Setting up EFK Stack on Kubernetes
- 14 minsHow to Setup EFK Stack on Kubernetes: A Step-by-Step Guide
Introduction
EFK (Elasticsearch, Fluentd, Kibana) is a powerful open-source stack for centralized log aggregation, analysis, and visualization. When managing multiple applications and services on Kubernetes, centralizing logs ensures better monitoring and troubleshooting.
This guide walks you through setting up the EFK stack on a Kubernetes cluster.
What is the EFK Stack?
- Elasticsearch: A distributed search and analytics engine that stores and retrieves large log volumes. It’s designed for scalability and efficiency.
- Fluentd: A flexible log collector that unifies data collection and forwards logs to various destinations like Elasticsearch.
- Kibana: A user-friendly interface for querying, visualizing, and analyzing log data.
Elasticsearch is optimized for managing unstructured log data, Fluentd serves as the log shipper, and Kibana provides visualization tools for better insights.
Architecture of EFK Stack
The EFK stack architecture for Kubernetes involves:
- Fluentd: Deployed as a DaemonSet to gather logs from all nodes. It forwards logs to the Elasticsearch endpoint.

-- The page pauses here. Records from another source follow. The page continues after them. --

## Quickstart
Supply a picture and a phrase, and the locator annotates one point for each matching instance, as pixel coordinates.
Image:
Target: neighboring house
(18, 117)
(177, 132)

- Elasticsearch: Deployed as a StatefulSet for persisting log data. It provides a service endpoint for Fluentd and Kibana.
- Kibana: Deployed as a Deployment to visualize the data stored in Elasticsearch.
High-Level Architecture
The deployment includes Fluentd for log collection, Elasticsearch for storage, and Kibana for visualization.
Step-by-Step Setup
-
You can clone https://github.com/guneycansanli/k8s-training.git and fond all yamls under kubernetes-efk-yamls directory.
-
Note: All the EFK components get deployed in the default namespace.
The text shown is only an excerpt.